Guest Opinion: Time to 'Blow away' Bambi?
Ashland has so many deer that any unfenced flower garden or yard is nightly ravaged and littered with deer poop. For years residents passively accepted the deer infestation or built unaesthetic 7-foot fences to limit deer foraging areas. Neighborhoods are now filled with 7-foot deer screens with more built all the time.
Years ago when the deer problem was brought to the City Council, the council ordered a census. When the numbers were presented, the council opted to not yet ask the state to lessen or stabilize the deer population.
Whatever that census was, it increased. Now deer are everywhere. And some deer are so accustomed to vehicles they wander about oblivious to traffic. That will cause collisions as people increasingly brake for deer crossing our streets.

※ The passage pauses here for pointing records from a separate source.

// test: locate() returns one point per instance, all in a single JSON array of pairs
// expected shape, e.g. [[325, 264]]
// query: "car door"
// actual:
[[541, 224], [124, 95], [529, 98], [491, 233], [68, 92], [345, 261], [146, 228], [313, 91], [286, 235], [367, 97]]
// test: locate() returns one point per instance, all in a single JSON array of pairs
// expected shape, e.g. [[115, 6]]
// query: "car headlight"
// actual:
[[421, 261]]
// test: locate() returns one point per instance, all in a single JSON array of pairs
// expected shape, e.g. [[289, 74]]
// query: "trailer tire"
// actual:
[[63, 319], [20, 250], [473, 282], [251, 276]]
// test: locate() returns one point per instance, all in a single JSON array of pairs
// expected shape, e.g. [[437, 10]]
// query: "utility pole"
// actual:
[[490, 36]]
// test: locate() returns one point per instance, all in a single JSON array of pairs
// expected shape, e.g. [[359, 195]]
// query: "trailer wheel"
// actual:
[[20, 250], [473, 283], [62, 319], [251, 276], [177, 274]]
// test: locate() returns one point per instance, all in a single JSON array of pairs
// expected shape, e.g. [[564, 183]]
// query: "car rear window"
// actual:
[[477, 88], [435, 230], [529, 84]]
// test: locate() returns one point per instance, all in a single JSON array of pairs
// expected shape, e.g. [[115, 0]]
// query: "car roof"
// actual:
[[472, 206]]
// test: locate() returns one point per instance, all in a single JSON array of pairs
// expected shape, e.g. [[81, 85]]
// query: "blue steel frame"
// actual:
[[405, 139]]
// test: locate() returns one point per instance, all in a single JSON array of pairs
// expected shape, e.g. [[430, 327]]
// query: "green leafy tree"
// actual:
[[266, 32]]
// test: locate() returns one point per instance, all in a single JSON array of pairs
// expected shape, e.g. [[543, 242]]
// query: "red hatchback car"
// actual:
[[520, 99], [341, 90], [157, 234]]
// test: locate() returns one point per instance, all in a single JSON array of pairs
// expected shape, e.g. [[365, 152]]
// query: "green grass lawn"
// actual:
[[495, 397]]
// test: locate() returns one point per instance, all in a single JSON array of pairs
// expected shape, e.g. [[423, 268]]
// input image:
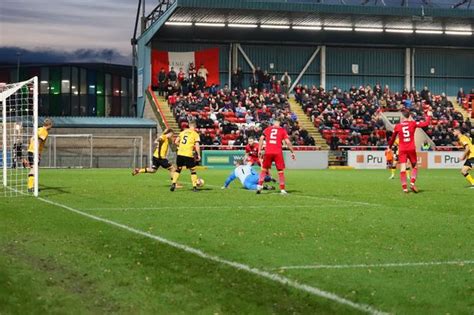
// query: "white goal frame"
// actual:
[[10, 90]]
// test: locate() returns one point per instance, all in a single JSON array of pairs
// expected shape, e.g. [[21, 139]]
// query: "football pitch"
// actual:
[[102, 241]]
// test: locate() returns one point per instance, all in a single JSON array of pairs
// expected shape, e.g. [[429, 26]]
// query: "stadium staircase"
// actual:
[[157, 106], [335, 158], [306, 123], [170, 121]]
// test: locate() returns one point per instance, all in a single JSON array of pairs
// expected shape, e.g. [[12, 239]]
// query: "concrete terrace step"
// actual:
[[168, 115], [306, 123]]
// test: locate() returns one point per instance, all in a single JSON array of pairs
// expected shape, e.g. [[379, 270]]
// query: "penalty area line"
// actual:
[[386, 265], [357, 203], [226, 207], [239, 266]]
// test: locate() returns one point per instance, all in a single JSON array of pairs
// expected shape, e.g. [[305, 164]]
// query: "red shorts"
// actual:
[[269, 158], [254, 160], [404, 156]]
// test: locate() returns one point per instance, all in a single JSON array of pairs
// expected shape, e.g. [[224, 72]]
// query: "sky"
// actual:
[[67, 30]]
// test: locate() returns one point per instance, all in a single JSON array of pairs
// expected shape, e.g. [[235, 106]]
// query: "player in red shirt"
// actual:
[[251, 153], [274, 137], [405, 131]]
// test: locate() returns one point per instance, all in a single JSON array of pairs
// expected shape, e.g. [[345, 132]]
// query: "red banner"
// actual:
[[209, 58]]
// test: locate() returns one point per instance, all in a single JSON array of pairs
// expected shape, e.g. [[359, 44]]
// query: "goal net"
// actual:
[[19, 130], [93, 151]]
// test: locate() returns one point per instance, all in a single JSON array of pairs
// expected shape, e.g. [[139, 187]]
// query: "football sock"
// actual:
[[261, 179], [469, 178], [403, 179], [281, 179], [414, 173], [31, 181], [194, 178], [176, 176]]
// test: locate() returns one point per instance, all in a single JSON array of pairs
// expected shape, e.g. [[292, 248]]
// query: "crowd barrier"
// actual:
[[306, 158], [426, 159]]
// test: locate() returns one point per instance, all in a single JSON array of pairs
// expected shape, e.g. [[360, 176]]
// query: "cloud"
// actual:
[[9, 55], [68, 25]]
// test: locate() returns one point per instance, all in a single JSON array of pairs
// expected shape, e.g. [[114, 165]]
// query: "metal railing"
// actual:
[[158, 11], [242, 147]]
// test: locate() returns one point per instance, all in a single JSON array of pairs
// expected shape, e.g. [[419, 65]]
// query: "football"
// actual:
[[200, 182]]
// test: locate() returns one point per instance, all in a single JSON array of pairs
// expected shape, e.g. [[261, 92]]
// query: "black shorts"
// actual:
[[164, 163], [185, 161], [469, 162]]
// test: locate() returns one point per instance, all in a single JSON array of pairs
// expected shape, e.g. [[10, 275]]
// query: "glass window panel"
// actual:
[[44, 80], [66, 80], [74, 81], [108, 85], [83, 82]]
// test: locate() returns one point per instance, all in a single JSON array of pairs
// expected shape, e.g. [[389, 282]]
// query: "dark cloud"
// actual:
[[68, 26], [9, 55]]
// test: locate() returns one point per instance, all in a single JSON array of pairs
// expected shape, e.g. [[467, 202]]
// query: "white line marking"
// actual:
[[361, 203], [387, 265], [239, 266], [213, 207]]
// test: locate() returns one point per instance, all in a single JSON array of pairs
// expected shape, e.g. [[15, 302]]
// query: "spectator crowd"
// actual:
[[353, 117], [231, 115]]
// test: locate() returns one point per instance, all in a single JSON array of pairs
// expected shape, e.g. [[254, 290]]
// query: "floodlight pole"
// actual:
[[407, 68], [246, 57], [306, 66], [322, 67], [413, 68], [35, 137], [18, 54]]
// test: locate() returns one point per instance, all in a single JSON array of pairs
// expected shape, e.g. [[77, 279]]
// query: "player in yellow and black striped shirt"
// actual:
[[189, 153], [468, 155], [159, 156]]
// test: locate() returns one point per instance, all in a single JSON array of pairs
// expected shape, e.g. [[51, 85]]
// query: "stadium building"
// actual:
[[78, 89]]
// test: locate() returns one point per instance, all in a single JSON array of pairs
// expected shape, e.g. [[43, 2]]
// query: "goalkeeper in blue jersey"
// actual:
[[247, 176]]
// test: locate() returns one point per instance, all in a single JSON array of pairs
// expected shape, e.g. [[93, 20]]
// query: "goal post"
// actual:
[[19, 125]]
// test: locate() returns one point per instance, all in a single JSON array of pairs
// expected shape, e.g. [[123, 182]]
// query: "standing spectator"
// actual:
[[266, 80], [259, 78], [192, 71], [240, 73], [235, 80], [172, 79], [203, 73], [285, 82], [161, 82], [461, 95], [181, 77], [425, 94]]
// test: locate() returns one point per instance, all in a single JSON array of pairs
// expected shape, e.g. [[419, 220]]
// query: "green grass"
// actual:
[[55, 261]]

Ashland’s deer don’t seem afraid of humans, which will likely cause more injuries. And future rutting seasons are likely to be quite exciting as male deer lock antlers in our yards and streets. Plus, at some point we will have a tick infestation, if we don’t already.
Thus, it now seems appropriate that the council ask the state to limit the municipal deer population. So as to not minimize the council’s task and responsibility, let’s say that the council has to decide if it is ready to “blow away Bambi.” In other words, will it request that the Oregon Department of Fish and Wildlife contract with hunters on an ongoing basis to harvest, kill, shoot, cull, exterminate, limit, reduce, slaughter, execute, purge, erase or eliminate many of the town’s “Bambis?” Or can it request that deer be tranquilized and removed, likely a futile exercise?
A frequent response from Bambi-lovers is that the deer were here thousands of years before man, and therefore we lack the right to judge or take action on their numbers.
But a time retrograde shows this area also featured saber-toothed tigers, mountain lions, packs of wolves and bears to keep the deer population stable. Those predators are gone from Ashland, and with all the Fidos, Rovers, Fluffys and Muffys, which would also be their food, it is unlikely residents would welcome a return of major predators within city limits.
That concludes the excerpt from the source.